Will also said that she informed the principal and vice principal of the school that her son would not be attending school so long as such an environment remains, stating that her son would return “when his needs and the needs of his teacher and his classmates are met.” 

In her comments, Hyde told the board that she thought this type of classroom environment breeds more bullying. 

“I’ve seen the principal and vice principal handle this situation by temporarily removing the bullies and taking them into their offices to discuss their behavior by removing a child from class and giving them undivided, one-on-one attention,” she said. “Said kid isn’t being punished.
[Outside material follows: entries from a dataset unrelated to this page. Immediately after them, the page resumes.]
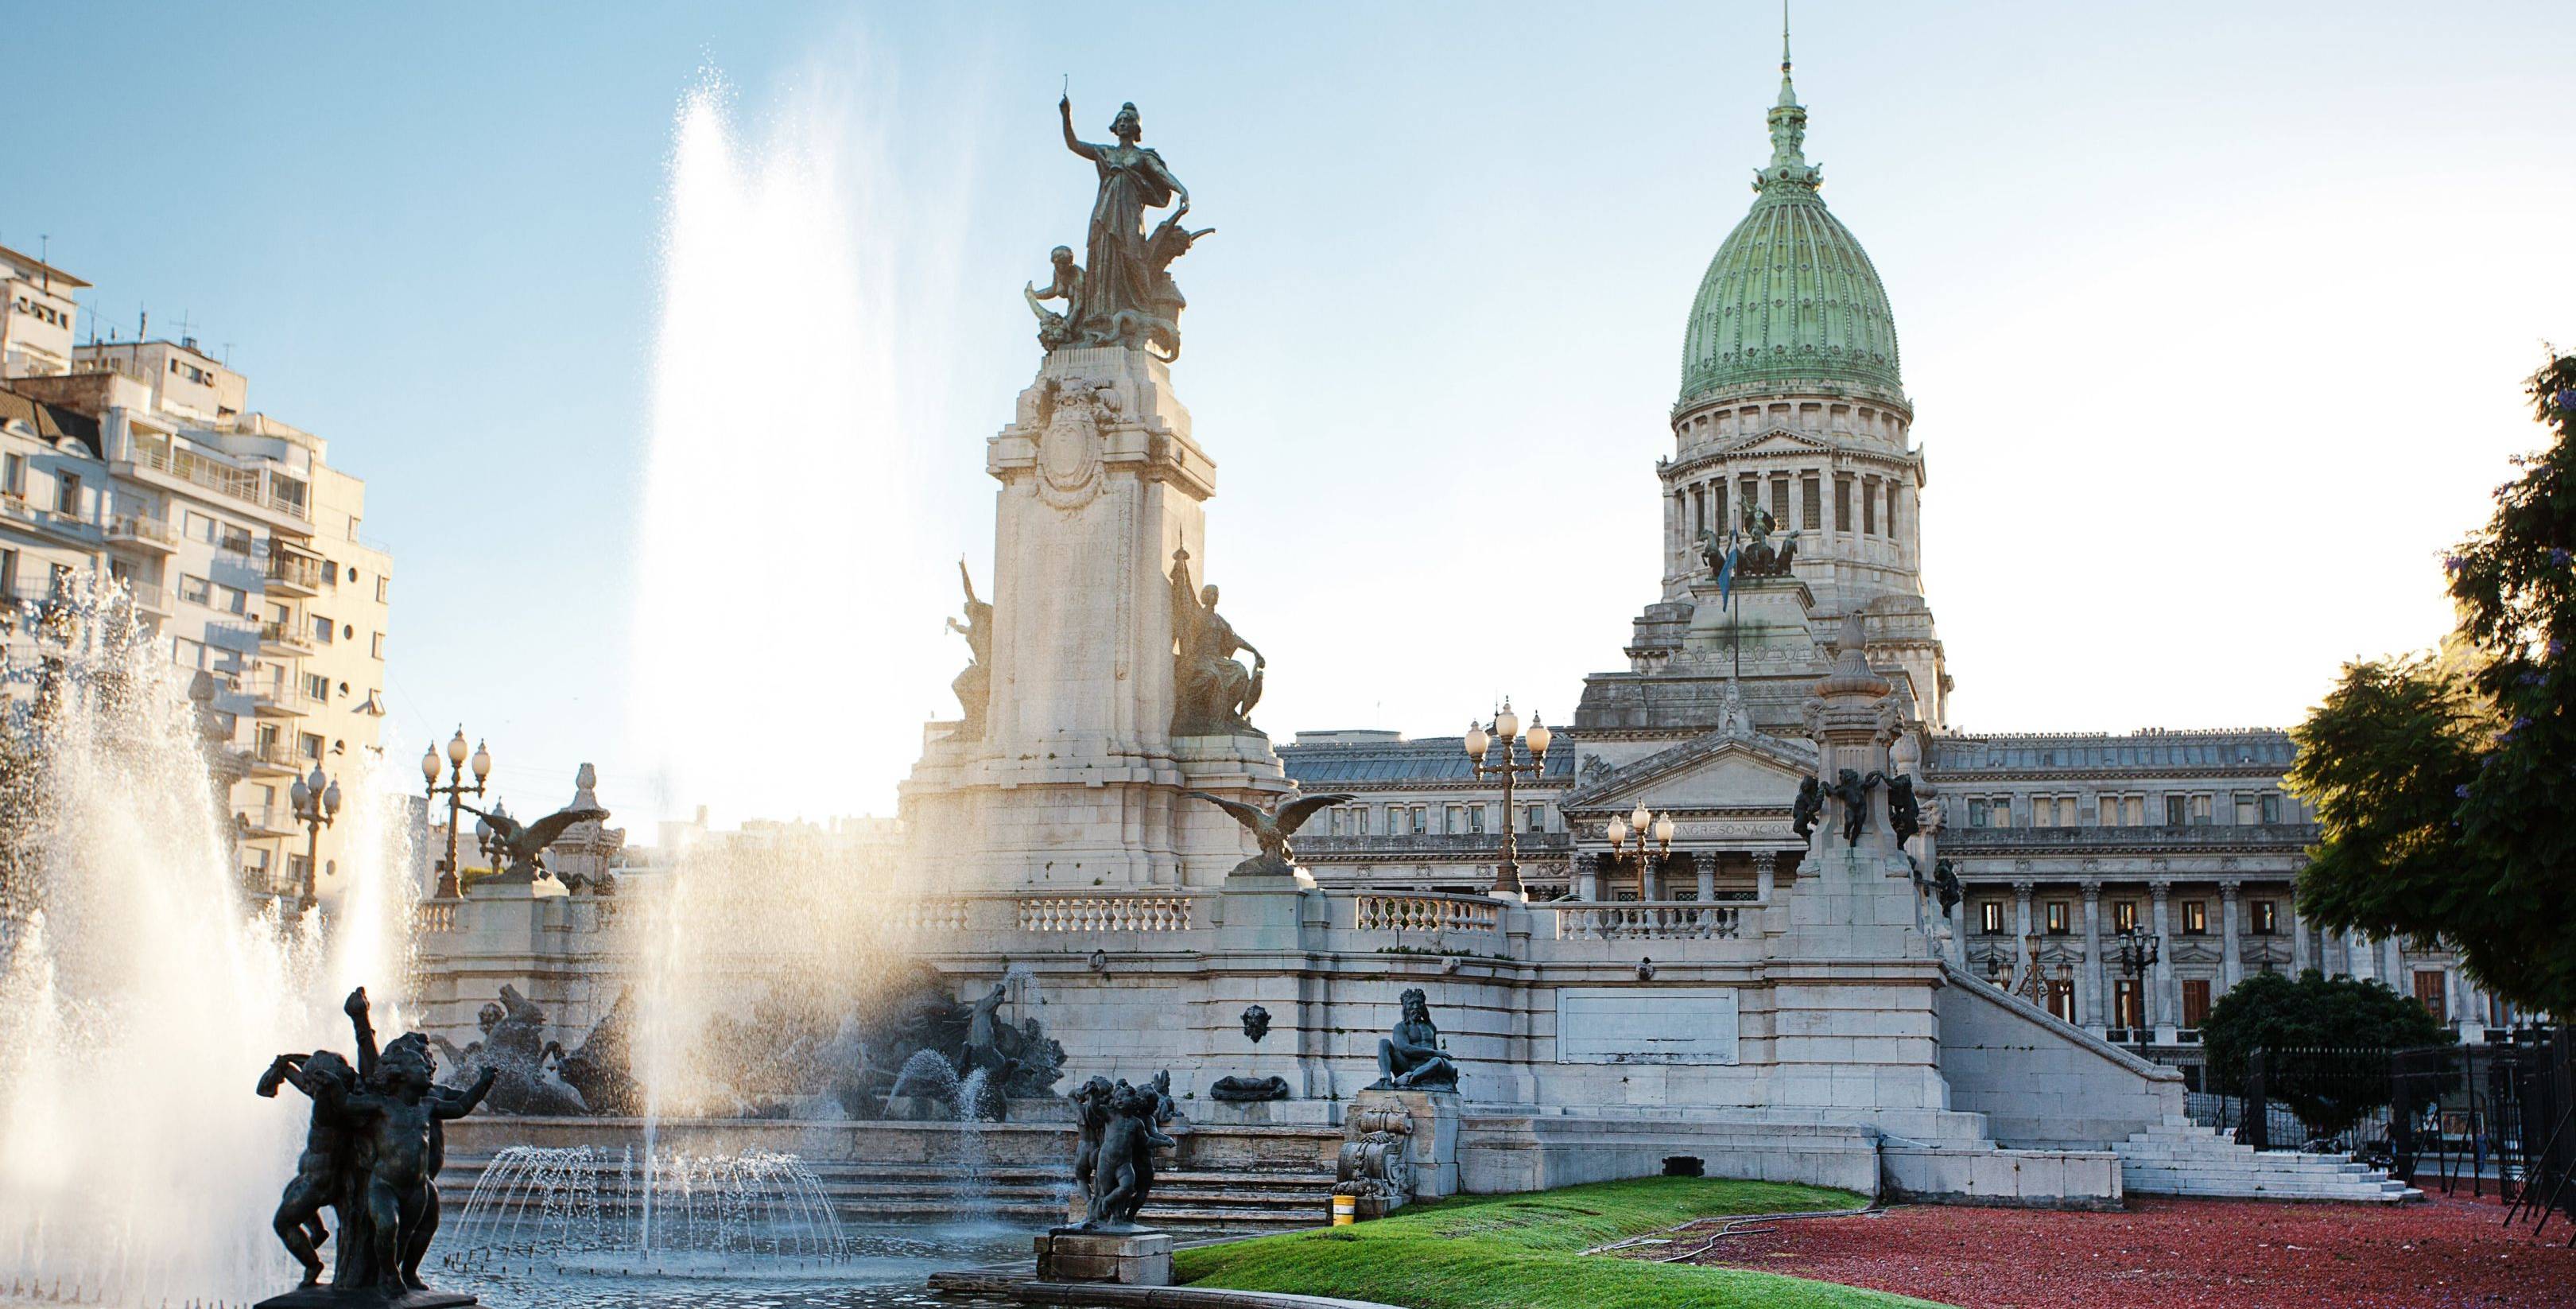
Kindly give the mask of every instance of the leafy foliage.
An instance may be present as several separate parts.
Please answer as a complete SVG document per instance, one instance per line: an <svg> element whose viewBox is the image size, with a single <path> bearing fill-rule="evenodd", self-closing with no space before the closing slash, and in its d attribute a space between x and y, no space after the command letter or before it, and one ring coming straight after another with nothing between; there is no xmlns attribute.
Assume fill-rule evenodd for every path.
<svg viewBox="0 0 2576 1309"><path fill-rule="evenodd" d="M2312 921L2440 940L2490 991L2576 1013L2576 356L2530 381L2549 446L2515 460L2446 562L2442 655L2345 667L2293 735L2323 840Z"/></svg>
<svg viewBox="0 0 2576 1309"><path fill-rule="evenodd" d="M2388 1103L2388 1051L2452 1039L2412 998L2375 980L2328 977L2313 968L2295 981L2279 973L2246 978L2210 1006L2200 1027L2210 1085L2225 1095L2245 1092L2246 1057L2256 1050L2356 1052L2275 1059L2267 1069L2265 1094L2327 1134Z"/></svg>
They’re being rewarded. Bullies want attention and to feel special, and yet at my child’s school, they are essentially being praised for making other children’s lives a living hell.” 

“We see these horrible situations like what happened in the South and are shocked,” she continued. “But if their school district is run like ours — where bullies are catered to and victims are ignored — why wouldn’t we expect victims to retaliate?” 

Board members didn’t respond to the speakers at the meeting due to state law that prohibits the board from acting on any matter not listed in the agenda or from discussing any such matter in detail. Hawkins had not responded to a request for comment as of this story’s publication.